CRISPR/Cas9: A new genome editing tool to accelerate cotton (Gossypium spp.) breeding

Abstract

Cotton has a tremendous economic value worldwide due to its high-quality fiber, edible oil and protein contents. However, the intensifying scenario of human population expansion and global environmental changes demand a proportionate increase in cotton production. In the past, several successful attempts have been made by introgression of many quality-and yield-related traits into elite cotton cultivars through conventional breeding. However, those measures are time consuming due to the reliance on introgression of naturally-existing genetic variation through extensive backcrossing. Nonetheless, plant breeding can be accelerated through modern genome editing (GE) tools. Various GE techniques including zinc finger nucleases (ZFNs), transcription activator-like effector nucleases (TALENs), and clustered regularly interspaced palindromic repeats and CRISPR-associated proteins systems (CRISPR/Cas)-based approaches have been successfully employed for various crop plants.

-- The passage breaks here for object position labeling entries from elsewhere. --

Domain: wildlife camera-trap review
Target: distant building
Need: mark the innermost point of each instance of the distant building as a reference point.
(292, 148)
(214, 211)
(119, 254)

Among them, CRISPR/Cas-based approaches hold great GE potential due to their simplicity, competency and versatility. In cotton, this system can regulate the gene expression associated with quality traits, to circumscribe phytopathogens and/or to stack molecular traits at a desired locus. In gene stacking through site-specific endonucleases, the desired genes can be introduced in close proximity to a specific locus in the cotton genome with a low risk of segregation. However, such executions are tedious to achieve through classical breeding techniques. Moreover, through the CRISPR/Cas-based approaches, transgene-free cotton plants can easily be produced by selfing or backcrossing to meet the current genetically modified organisms (GMO) guidelines. In this chapter, we address the potential application of CRISPR/Cas-based approaches in available whole cotton genomes to sustain cotton productivity, and achieve genetic improvement, pathogen resistance and agronomic traits. Future prospects of GE applications in cotton breeding are also addressed.